Is there a size limit in DataBricks for converting an R dataframe to a Spark dataframe?


I am new to Stack overflow and tried so many ways to solve the error but without any success. My problem: I CAN convert subsets of an R dataframe to a Spark dataframe, but not the whole dataframe. Similar questions but not the same include: Not able to to convert R data frame to Spark DataFrame and Is there any size limit for Spark-Dataframe to process/hold columns at a time?

Here some information about the R dataframe:

library(SparkR)
sparkR.session()
sparkR.version()
[1] "2.4.3"

dim(df)
[1] 101368     25
class(df)
[1] "data.frame"

When converting this to a Spark Dataframe:

sdf <- as.DataFrame(df)
Error in handleErrors(returnStatus, conn) : Error in handleErrors(returnStatus, conn) : 
Error in handleErrors(returnStatus, conn) : 

However, when I subset the R dataframe, it does NOT result in an error:

sdf_sub1 <- as.DataFrame(df[c(1:50000), ])
sdf_sub2 <- as.DataFrame(df[c(50001:101368), ])

class(sdf_sub1)
[1] "SparkDataFrame"
attr(,"package")
[1] "SparkR"

class(sdf_sub2)
[1] "SparkDataFrame"
attr(,"package")
[1] "SparkR"

How can I write the whole dataframe to a Spark DataFrame? (I want to saveAsTable afterwards).

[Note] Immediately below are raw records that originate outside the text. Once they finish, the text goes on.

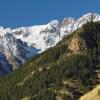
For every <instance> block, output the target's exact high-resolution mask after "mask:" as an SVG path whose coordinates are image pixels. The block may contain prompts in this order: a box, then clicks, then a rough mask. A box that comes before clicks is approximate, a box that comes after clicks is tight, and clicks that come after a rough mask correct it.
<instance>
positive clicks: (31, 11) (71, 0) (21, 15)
mask: <svg viewBox="0 0 100 100" xmlns="http://www.w3.org/2000/svg"><path fill="white" fill-rule="evenodd" d="M88 12H96V13H99V14H100V0H0V26H4V27H11V28H16V27H20V26H31V25H36V24H45V23H48V22H49V21H50V20H53V19H58V20H63V18H65V17H75V18H78V17H80V16H82V15H83V14H86V13H88Z"/></svg>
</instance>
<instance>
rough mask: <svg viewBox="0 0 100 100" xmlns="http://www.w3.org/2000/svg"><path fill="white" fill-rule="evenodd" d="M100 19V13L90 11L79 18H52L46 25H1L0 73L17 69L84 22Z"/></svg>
mask: <svg viewBox="0 0 100 100" xmlns="http://www.w3.org/2000/svg"><path fill="white" fill-rule="evenodd" d="M90 21H93V22H95V21H100V15H99V14H96V13H88V14H86V15H83V16H82V17H80V18H79V19H74V18H71V17H68V18H65V19H64V20H63V21H62V22H59V21H58V20H52V21H51V22H49V23H48V24H46V25H37V26H31V27H20V28H16V29H10V28H7V29H4V28H3V27H0V65H2V66H0V73H1V72H2V70H4V69H6V70H4V71H6V72H7V71H9V70H10V69H11V68H12V69H16V67H17V66H18V65H20V64H23V63H25V61H26V60H27V59H29V58H30V57H32V56H34V55H36V54H38V53H40V52H43V51H45V50H46V49H48V48H50V47H52V46H54V45H56V44H57V43H58V42H59V41H60V40H61V39H62V38H63V37H64V36H65V35H67V34H71V33H72V32H73V31H75V30H76V29H78V28H80V27H81V26H82V25H83V24H85V23H87V22H90Z"/></svg>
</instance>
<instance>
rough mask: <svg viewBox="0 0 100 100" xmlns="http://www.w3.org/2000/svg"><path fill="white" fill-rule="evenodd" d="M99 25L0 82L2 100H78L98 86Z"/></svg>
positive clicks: (64, 41)
mask: <svg viewBox="0 0 100 100" xmlns="http://www.w3.org/2000/svg"><path fill="white" fill-rule="evenodd" d="M99 43H100V22H96V23H93V22H90V23H87V24H86V25H84V26H83V27H82V28H80V29H78V30H77V31H75V32H73V33H72V34H71V35H69V36H66V37H64V39H62V41H60V42H59V43H58V44H57V45H56V46H55V47H52V48H50V49H48V50H47V51H45V52H43V53H41V54H39V55H37V56H35V57H33V58H32V59H30V60H29V61H27V62H26V64H25V65H22V66H21V67H20V68H19V69H17V70H16V71H14V72H12V73H10V74H9V75H6V76H3V77H1V78H0V100H21V99H22V100H24V99H25V100H26V99H27V100H59V99H60V100H77V99H78V98H79V97H80V96H81V95H83V94H85V93H86V92H88V91H90V90H91V89H92V88H93V87H94V86H95V85H96V84H99V83H98V77H97V73H95V70H97V68H98V69H99V68H100V62H99V61H100V44H99Z"/></svg>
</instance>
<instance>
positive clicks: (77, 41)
mask: <svg viewBox="0 0 100 100" xmlns="http://www.w3.org/2000/svg"><path fill="white" fill-rule="evenodd" d="M68 49H69V50H70V51H72V52H74V53H77V52H81V51H84V50H86V49H87V45H86V42H85V40H84V39H83V38H81V37H79V36H74V37H73V38H72V39H71V41H70V43H69V46H68Z"/></svg>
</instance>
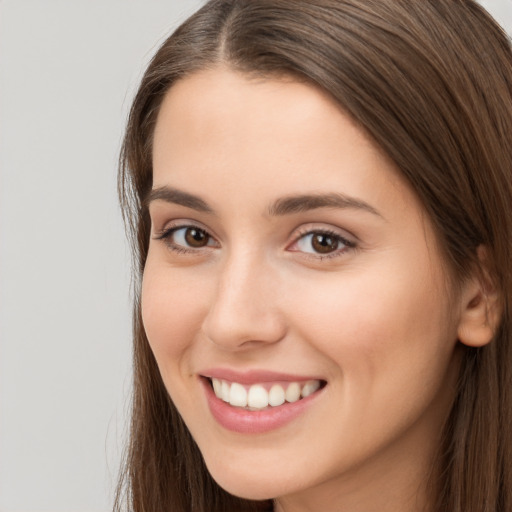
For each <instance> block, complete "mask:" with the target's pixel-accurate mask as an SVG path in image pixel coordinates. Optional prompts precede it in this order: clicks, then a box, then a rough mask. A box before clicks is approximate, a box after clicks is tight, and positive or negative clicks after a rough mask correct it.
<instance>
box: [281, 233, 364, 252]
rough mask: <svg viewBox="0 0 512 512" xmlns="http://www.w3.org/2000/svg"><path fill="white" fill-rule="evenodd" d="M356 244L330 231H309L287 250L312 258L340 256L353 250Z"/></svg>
mask: <svg viewBox="0 0 512 512" xmlns="http://www.w3.org/2000/svg"><path fill="white" fill-rule="evenodd" d="M355 246H356V244H355V243H354V242H351V241H349V240H347V239H345V238H343V237H342V236H341V235H338V234H337V233H332V232H330V231H321V230H319V231H310V232H309V233H305V234H304V235H302V236H300V237H299V238H298V239H297V240H296V241H295V243H294V244H293V245H292V246H291V247H289V249H288V250H290V251H293V252H302V253H305V254H310V255H312V256H315V255H316V256H318V257H321V256H325V257H327V256H329V257H330V256H332V257H334V256H341V255H342V254H345V253H346V252H348V251H350V250H352V249H354V248H355Z"/></svg>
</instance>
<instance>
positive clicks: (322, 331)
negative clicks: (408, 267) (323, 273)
mask: <svg viewBox="0 0 512 512" xmlns="http://www.w3.org/2000/svg"><path fill="white" fill-rule="evenodd" d="M428 268H429V266H428V265H427V264H425V265H421V266H418V267H416V268H415V270H416V271H415V272H411V273H410V274H407V273H405V272H404V270H403V267H402V270H401V278H400V279H399V280H398V279H396V278H394V277H393V276H396V275H400V274H399V273H397V272H396V271H394V269H393V266H392V265H389V266H388V268H386V265H385V262H382V265H381V266H380V268H379V271H378V272H372V271H371V269H364V271H363V270H361V271H359V272H354V273H351V274H350V273H347V274H346V275H344V276H343V277H342V278H341V279H340V280H338V279H334V278H331V279H330V280H329V279H325V280H323V281H318V280H317V281H316V282H315V283H314V284H313V283H303V285H302V289H297V290H295V291H294V293H293V294H292V296H294V297H308V296H309V297H310V300H308V301H296V302H295V303H294V304H293V306H291V308H292V309H293V310H295V311H296V312H297V314H296V318H298V319H300V321H299V329H300V330H301V332H302V337H304V338H306V339H308V340H309V341H310V343H311V344H313V345H314V346H315V348H316V349H317V351H318V352H320V353H322V354H324V355H325V356H327V357H328V358H329V359H330V360H331V362H333V363H334V367H337V368H338V371H339V372H341V374H342V380H343V385H344V386H345V390H347V391H348V394H349V395H350V396H352V397H353V398H354V399H356V398H361V396H362V395H367V396H366V400H368V399H369V397H377V396H379V397H383V396H384V395H387V396H388V398H389V395H391V394H393V393H394V392H396V390H397V388H399V387H403V390H402V391H403V392H404V393H405V394H407V390H408V389H411V390H412V389H413V388H414V391H411V393H412V392H419V391H420V390H422V389H425V388H426V387H429V388H430V390H431V392H434V387H435V386H438V385H439V383H440V382H441V381H442V379H443V375H444V373H445V372H446V369H447V366H448V364H449V361H450V359H451V356H452V354H453V350H454V346H455V344H456V323H455V322H454V321H453V319H452V318H451V315H450V312H449V311H450V306H449V301H448V299H447V298H446V296H445V294H443V293H442V290H443V287H442V285H440V283H441V279H439V278H437V277H436V276H434V275H431V274H430V273H429V272H428V271H426V270H423V272H424V274H423V275H422V271H421V269H428ZM334 277H335V276H334ZM308 289H309V294H308V293H307V290H308ZM315 289H316V292H315V294H314V295H313V294H312V290H315ZM426 398H427V397H426ZM382 403H384V402H382Z"/></svg>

I was thinking about a problem with capacity but I do not have a clue how to solve it.

Thanks a lot!!


Solution

  • In general you'll see poor performance when converting from R dataframes to Spark dataframes, and vice versa. Objects are representing differently in memory in Spark and R, and there is significant expansion of the object size when converting from one to the other. This often blows out the memory of the driver, making it difficult to copy/collect large objects to/from Spark. Fortunately, you have a couple options.

    1. Use Apache Arrow to establish a common in memory format for objects, eliminating the need to copy and convert from representation in R to Spark. The link I provided has instructions on how to set this up on Databricks.

    2. Write the dataframe to disk as parquet (or CSV) and then read it into Spark directly. You can use the arrow library in R to do this.

    3. Increase the size of your driver node to accommodate the memory expansion. On Databricks you can select the driver node type (or ask your admin to do it) for your cluster - make sure you pick one with a lot of memory. For reference, I tested collecting a 2GB dataset and needed a 30GB+ driver. With arrow that comes down dramatically.